Massimiliano Fuksas' Kirchenprojekt für Foligno

8. März 2002 - Rahel Hartmann Schweizer
Italien sucht Anschluss an die internationale Architektur. Was dem Staat und der Stadt Rom recht ist - beide haben in den vergangenen Jahren mittels Wettbewerben Projekte für Musiksäle, Kongresshallen und Museen in der Kapitale erkoren -, ist auch der Kirche billig: Im Hinblick auf das «Giubileo 2000» wählte das römische Vikariat den US-Architekten Richard Meier für den Bau der «Chiesa del 2000». Während nun Meiers Kirche im Quartier Tor Tre Teste im unwirtlichen Osten Roms im Entstehen begriffen ist, forcieren die kirchlichen Auftraggeber die Auseinandersetzung mit religiöser Baukunst im ganzen Land. Im Jahr 1999 veranstalteten sie Wettbewerbe für die Diözesen von Mailand, Perugia und Lecce, im Jahr darauf für diejenigen von Bergamo, Porto Santa Rufina und Potenza und 2001 für Modena-Nonantola, Catanzaro und Foligno.

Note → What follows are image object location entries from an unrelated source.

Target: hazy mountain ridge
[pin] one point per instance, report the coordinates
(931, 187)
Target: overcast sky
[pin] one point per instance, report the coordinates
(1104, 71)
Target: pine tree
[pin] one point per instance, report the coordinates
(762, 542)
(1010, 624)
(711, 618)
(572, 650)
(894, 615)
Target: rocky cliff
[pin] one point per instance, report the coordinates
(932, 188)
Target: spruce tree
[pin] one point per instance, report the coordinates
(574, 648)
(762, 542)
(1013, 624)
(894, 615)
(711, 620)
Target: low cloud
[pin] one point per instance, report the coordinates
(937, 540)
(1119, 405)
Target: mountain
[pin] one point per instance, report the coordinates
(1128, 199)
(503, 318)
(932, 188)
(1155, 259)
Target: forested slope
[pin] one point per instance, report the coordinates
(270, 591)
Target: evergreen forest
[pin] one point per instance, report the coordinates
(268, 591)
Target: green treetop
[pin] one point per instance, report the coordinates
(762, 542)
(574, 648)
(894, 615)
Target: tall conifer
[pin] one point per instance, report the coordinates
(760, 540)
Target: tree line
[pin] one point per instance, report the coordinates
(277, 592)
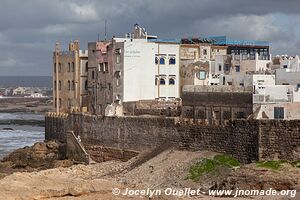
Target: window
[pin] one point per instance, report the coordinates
(86, 67)
(278, 113)
(59, 85)
(172, 61)
(69, 102)
(100, 67)
(202, 75)
(69, 85)
(227, 69)
(118, 58)
(162, 81)
(86, 85)
(171, 81)
(162, 61)
(237, 68)
(73, 85)
(73, 67)
(54, 88)
(240, 115)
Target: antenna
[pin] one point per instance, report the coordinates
(105, 30)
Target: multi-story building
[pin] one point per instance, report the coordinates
(289, 71)
(137, 67)
(70, 78)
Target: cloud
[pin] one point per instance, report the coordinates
(29, 29)
(8, 62)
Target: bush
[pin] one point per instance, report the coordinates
(211, 166)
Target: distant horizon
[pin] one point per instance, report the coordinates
(25, 81)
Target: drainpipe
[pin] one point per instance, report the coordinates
(56, 76)
(158, 77)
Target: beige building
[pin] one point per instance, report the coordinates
(70, 87)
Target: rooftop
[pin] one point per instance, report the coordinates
(223, 40)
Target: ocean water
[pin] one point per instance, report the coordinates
(26, 81)
(20, 136)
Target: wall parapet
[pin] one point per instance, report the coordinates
(247, 140)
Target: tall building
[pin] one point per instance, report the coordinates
(136, 67)
(70, 78)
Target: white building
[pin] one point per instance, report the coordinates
(248, 80)
(150, 69)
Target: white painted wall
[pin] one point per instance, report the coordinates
(286, 76)
(169, 51)
(140, 70)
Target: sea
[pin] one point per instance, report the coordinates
(13, 137)
(25, 81)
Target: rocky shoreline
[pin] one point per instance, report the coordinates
(38, 157)
(42, 171)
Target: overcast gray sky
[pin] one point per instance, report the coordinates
(29, 28)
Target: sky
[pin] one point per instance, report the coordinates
(30, 28)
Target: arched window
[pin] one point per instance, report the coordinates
(162, 81)
(171, 81)
(162, 61)
(86, 67)
(93, 75)
(69, 85)
(86, 85)
(172, 61)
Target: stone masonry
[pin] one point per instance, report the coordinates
(247, 140)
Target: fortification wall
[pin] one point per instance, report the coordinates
(247, 140)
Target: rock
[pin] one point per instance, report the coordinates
(40, 156)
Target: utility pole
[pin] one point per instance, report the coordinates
(105, 30)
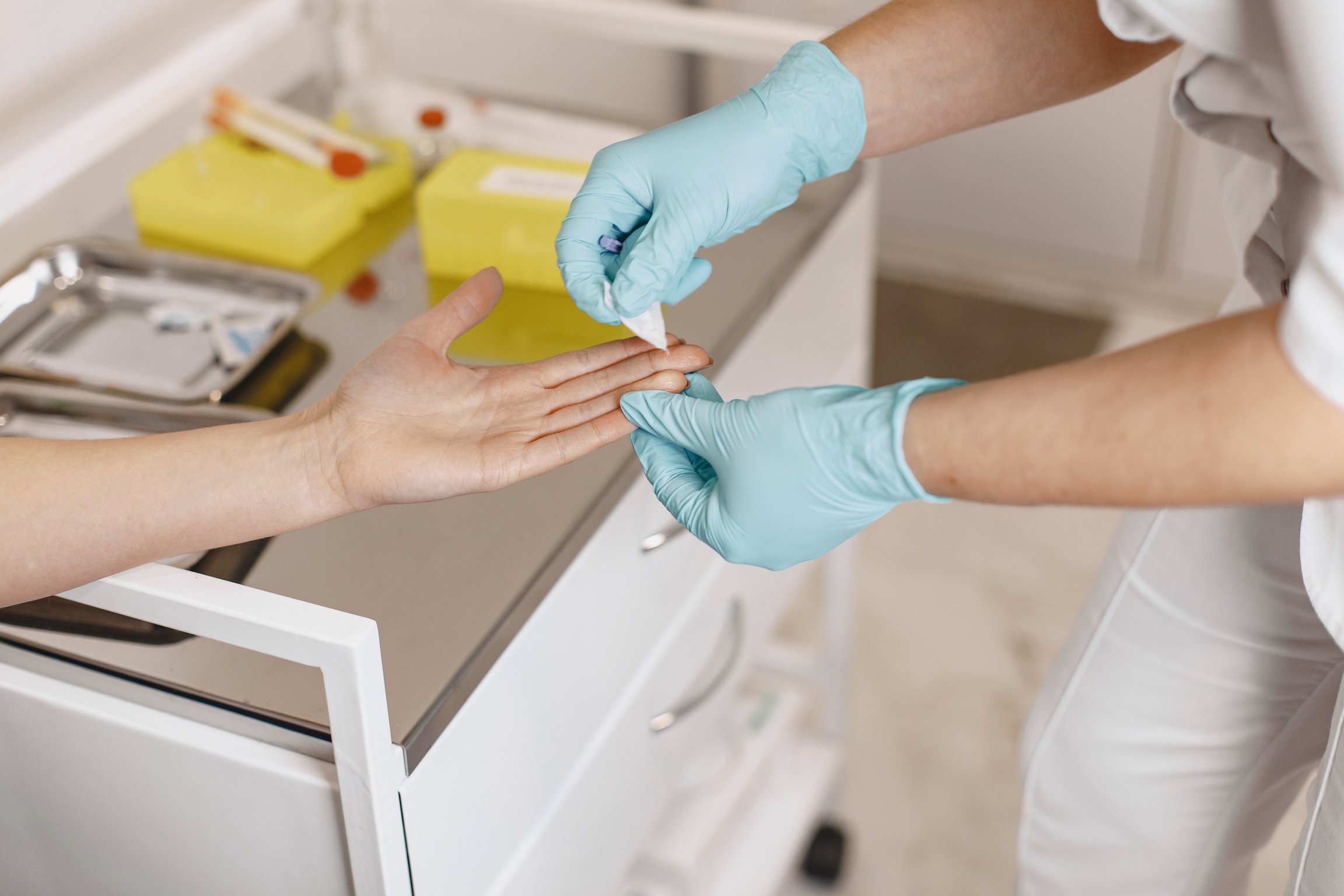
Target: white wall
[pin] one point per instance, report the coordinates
(495, 50)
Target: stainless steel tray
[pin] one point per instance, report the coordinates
(43, 410)
(84, 313)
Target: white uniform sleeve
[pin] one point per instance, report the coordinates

Die eingereichten Projekte sind so verschieden wie die Namen der Urheber illuster: Für Modena entwarf Paolo Portoghesi einen sechseckigen Baukörper, den er mit einem pyramidalen Glasdach überwölbte und an den er drei wiederum sechseckige Baukörper andockte. Guido Canella wählte ebenfalls Modena als Standort für seinen dreischiffigen Bau, der von einem Tonnendach überwölbt ist. Nicola di Battista projektierte für Foligno einen Würfel mit eingeschriebenem Kreis. Das kargste, aber überzeugendste Projekt reichte Massimiliano Fuksas ein. Aufsehen hatte Fuksas bereits 1985 mit dem Gymnasium in Paliano erregt, das mit seiner in Schräglage vor den Bau gestellten stilisierten Renaissancefassade die Postmoderne auf die Schippe nahm. Die Spannung zwischen alt und neu war auf ernsthaftere Weise wieder Thema im Architekturinstitut in Rouen (1990-92), einer Aufstockung eines ehemaligen Klosters.

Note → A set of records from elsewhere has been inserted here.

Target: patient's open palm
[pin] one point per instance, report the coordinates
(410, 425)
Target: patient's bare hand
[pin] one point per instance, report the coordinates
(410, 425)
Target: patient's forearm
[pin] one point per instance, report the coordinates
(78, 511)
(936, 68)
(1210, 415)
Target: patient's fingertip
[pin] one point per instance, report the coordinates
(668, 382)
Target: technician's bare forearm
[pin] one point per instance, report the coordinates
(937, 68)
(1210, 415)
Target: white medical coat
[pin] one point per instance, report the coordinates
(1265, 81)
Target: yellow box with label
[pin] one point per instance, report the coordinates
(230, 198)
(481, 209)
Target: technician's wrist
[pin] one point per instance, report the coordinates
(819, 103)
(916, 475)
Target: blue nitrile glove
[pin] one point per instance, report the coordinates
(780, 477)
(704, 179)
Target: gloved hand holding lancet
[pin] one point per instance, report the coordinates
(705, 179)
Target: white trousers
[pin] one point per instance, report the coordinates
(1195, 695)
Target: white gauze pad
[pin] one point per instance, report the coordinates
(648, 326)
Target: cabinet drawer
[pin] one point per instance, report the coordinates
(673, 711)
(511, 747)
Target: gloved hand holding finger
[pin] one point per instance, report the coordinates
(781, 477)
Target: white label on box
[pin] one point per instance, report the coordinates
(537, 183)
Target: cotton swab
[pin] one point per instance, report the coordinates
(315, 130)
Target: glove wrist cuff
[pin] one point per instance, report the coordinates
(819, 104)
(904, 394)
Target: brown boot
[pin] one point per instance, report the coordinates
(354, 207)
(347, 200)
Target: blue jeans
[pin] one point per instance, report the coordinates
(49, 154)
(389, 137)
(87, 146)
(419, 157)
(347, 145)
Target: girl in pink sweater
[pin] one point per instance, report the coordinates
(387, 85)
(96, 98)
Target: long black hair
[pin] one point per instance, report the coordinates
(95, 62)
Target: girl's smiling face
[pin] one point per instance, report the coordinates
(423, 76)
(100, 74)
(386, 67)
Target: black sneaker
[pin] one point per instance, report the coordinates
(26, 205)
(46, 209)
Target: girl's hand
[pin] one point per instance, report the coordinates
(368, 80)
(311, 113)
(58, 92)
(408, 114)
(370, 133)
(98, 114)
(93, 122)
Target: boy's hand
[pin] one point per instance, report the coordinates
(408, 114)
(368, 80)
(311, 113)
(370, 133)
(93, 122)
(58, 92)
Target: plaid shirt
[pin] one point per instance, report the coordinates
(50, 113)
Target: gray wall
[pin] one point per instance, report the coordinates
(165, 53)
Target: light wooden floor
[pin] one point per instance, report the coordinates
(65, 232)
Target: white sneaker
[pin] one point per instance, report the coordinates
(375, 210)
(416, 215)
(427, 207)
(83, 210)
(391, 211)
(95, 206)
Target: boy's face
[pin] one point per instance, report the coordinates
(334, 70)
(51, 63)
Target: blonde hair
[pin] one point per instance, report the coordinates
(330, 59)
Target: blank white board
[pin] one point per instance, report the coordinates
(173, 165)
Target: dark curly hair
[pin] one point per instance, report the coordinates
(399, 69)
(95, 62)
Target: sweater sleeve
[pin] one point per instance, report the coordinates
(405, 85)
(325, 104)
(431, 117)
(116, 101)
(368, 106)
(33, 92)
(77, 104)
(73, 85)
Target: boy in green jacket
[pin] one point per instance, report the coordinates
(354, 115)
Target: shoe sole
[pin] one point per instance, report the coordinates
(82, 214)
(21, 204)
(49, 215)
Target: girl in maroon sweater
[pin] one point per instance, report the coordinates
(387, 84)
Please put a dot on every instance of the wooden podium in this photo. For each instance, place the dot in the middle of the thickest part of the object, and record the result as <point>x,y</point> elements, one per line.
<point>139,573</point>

In Fuksas' Werk ist Spannung ein zentraler Begriff. In der Universität Michel de Montaigne in Rouen (1993/94) war es die Tension zwischen verschiedenen Materialien, in den Studentenunterkünften in Herouville Saint-Clair (1992-95) das Aufeinandertreffen verschiedener Farben, im Projekt für das Centro Congressi in Roms Vorstadt EUR (1999) die Beziehung zwischen einer amorphen inneren Struktur und dem sie umhüllenden strengen Glaskubus. Im siegreichen Projekt für Foligno sind zwei kubische Baukörper ineinander gestellt, so dass im Hohlraum dazwischen ein Lichtraum entsteht. In die äussere Hülle aus Sichtbeton schneidet Fuksas Öffnungen in der Form unregelmässiger Vierecke. Das Licht, das dereinst durch sie auf den Altar, den Ambo und das Taufbecken gelenkt werden wird, dürfte dem Innenraum nicht nur eine stimmungsvolle Atmosphäre verleihen, sondern auch die skulpturale Qualität des Betons evozieren.